La editorial Demipage publica en español 'La corrida del 1 de mayo', breve colección de hermosos textos en la que el polifacético creador galo dejó constancia de su fascinación por nuestro país

Jean Cocteu, fotografiado por Irving Penn.
Blas Fernández / Sevilla

28 de abril 2009 - 05:00

"Durante la corrida, que me sugería ideas confusas que no tenía intención de concretar, me encontraba tan fuera de lugar, un asiento en el tendido de piedra, como la toquilla negra del grupo dramático que, sobre mis rodillas, me envolvía como al objeto por medio de cual hacen sus viajes los mediums". La corrida acontecía el 1 de mayo de 1954 en la Real Maestranza de Sevilla, el torero era Dámaso Gómez y el espectador desdoblado, ese alucinado viajero astral, no era otro que el poeta, novelista, ensayista, cineasta, dramaturgo, pintor y académido francés Jean Cocteau.
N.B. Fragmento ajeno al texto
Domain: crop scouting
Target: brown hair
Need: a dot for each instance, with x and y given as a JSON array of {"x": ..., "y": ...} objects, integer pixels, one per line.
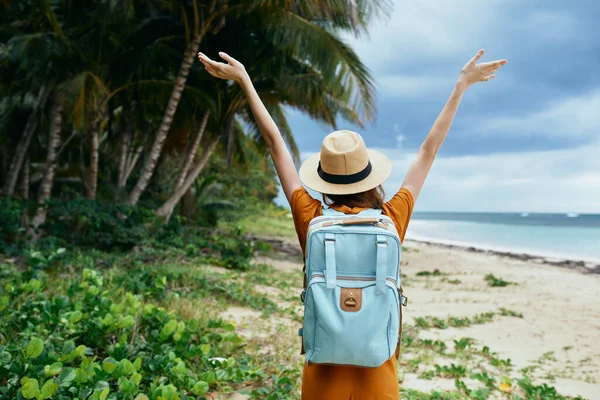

De aquella fuerte impresión nació un texto, La corrida del 1 de mayo, publicado en Francia en 1957 y ahora editado en España por Demipage, respetando además, no podría ser de otro modo, las ilustraciones creadas por el propio Cocteau.

Breve colección de narraciones diversas, todas conectadas de una manera u otra con España, el volumen rescata la crónica, entre el costumbrismo, la polémica y la mirada lúcida, de su llegada a nuestro país en 1953 -Apuntes sobre un primer viaje a España-; homenajea en clave poética a Manolete; dedica unas breves pero intensa líneas a García Lorca -Carta de adiós a Federico- y sirve también para retratar tanto a su amigo Picasso como al parisino barrio de Montparnasse en su época de esplendor bohemio y creativo.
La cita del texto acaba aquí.